Hi, Might be this one is an old question but I haven't found a real answer. Does anyone know an annotation pipeline (automatic or not) for working with bacterial species? In my case, there is not reference genome close to my species.
We (at Oh no sequences!) have developed an annotation system specially designed for bacterial and NGS data. It's called BG7, probably the most interesting feature to you is that a close reference genome is not needed.
Unlike other annotation pipelines, like those based on ORF prediction with Glimmer, where your annotation strongly depends on having a close reference genome BG7 system works very well even when you don't have a reference genome. You just need a set of what we call 'reference proteins' that will guide the annotation, these proteins don't need to be too similar to the proteins you expect to find in your genome, so it's no problem if you don't have a close reference. We've tested it in lots of genomes (some of them with no similar sequences) and are very happy with the results.
The system is open-source (AGPL-V3 license) so you can freely use it.
We're about to launch its website, meanwhile you can take a look at these slides describing it and the results files of the E. coli Germany outbreak we published in this Github repository (the system gives the annotations in more format like gbk and embl, this is just an example of the annotations)

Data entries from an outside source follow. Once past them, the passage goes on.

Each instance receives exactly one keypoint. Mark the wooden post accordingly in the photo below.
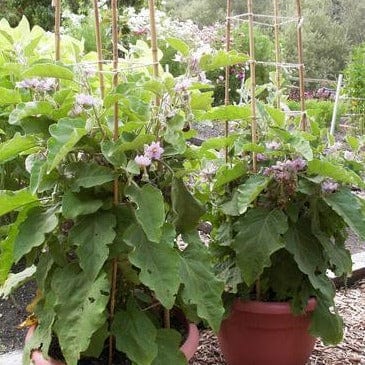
(57, 5)
(253, 81)
(113, 293)
(99, 48)
(228, 69)
(154, 48)
(303, 122)
(277, 52)
(335, 107)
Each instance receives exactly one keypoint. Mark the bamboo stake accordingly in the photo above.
(114, 6)
(57, 5)
(99, 48)
(253, 81)
(151, 5)
(228, 69)
(277, 51)
(303, 121)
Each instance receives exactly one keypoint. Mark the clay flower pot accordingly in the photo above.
(189, 347)
(262, 333)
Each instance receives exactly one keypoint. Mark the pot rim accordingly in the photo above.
(259, 307)
(189, 347)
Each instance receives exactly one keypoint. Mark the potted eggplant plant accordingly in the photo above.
(104, 222)
(278, 229)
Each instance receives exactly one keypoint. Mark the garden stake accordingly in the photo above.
(114, 6)
(303, 122)
(154, 49)
(253, 82)
(277, 51)
(57, 6)
(226, 81)
(99, 48)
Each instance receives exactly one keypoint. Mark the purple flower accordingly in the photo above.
(38, 84)
(86, 100)
(153, 151)
(298, 164)
(142, 161)
(273, 145)
(329, 186)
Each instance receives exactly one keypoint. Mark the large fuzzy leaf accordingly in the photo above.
(326, 324)
(80, 308)
(168, 342)
(150, 212)
(201, 287)
(259, 236)
(308, 254)
(92, 235)
(15, 146)
(348, 206)
(188, 210)
(159, 264)
(74, 205)
(87, 175)
(7, 246)
(135, 335)
(65, 134)
(32, 232)
(245, 195)
(12, 200)
(30, 109)
(9, 96)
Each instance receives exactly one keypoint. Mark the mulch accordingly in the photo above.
(351, 305)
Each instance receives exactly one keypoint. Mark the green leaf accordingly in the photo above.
(301, 145)
(245, 195)
(349, 207)
(16, 280)
(308, 254)
(7, 246)
(13, 200)
(81, 306)
(150, 212)
(49, 70)
(15, 146)
(210, 62)
(30, 109)
(135, 335)
(218, 143)
(227, 112)
(334, 171)
(227, 174)
(179, 46)
(92, 235)
(90, 174)
(159, 264)
(200, 285)
(9, 96)
(32, 232)
(188, 210)
(65, 135)
(259, 236)
(326, 325)
(168, 342)
(74, 205)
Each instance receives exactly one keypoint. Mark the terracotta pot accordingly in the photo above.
(263, 333)
(189, 347)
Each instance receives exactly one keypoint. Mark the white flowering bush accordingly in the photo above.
(279, 228)
(89, 197)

Please let me know if you want to know anything else, @pablopareja is the main developer, you can also ask him
EDIT: We've just launched the bg7 website http://bg7.ohnosequences.com/ please feel free to try it (any feedback is highly appreciated) :)
RAST works really well.
RAST (Rapid Annotation using Subsystem Technology) is a fully-automated service for annotating bacterial and archaeal genomes. It provides high quality genome annotations for these genomes across the whole phylogenetic tree.
The GMOD project has several alternatives, of which MAKER (mentioned above) is one, though it leans a little towards the euks. Another option which was designed for work with prokaryotes is DIYA (though looking at that page now it looks like SourceForge is messing with our wiki page). There is also Ergatis which was designed by the people at TIGR/JCVI for doing bacterial annotation, which they know how to do very well (they are now at the University of Maryland). Ergatis is by far the most powerful, but overkill to install if you are only doing one genome. If you are only doing one genome, you might want to look at CloVR, which I am pretty sure is powered by Ergatis but is inside a virtual machine that you can download and run (I think they have options for running it on the cloud too, but I haven't talked to them in a while).
This thread seems to have died despite this not being a solved probelm. One could also check PRODIGAL. It does a very fast annotation of proteins, like 10 seconds. It is a single binary to download and running is fast since bacterial genomes are small. If it doesn't work, then not much time is lost.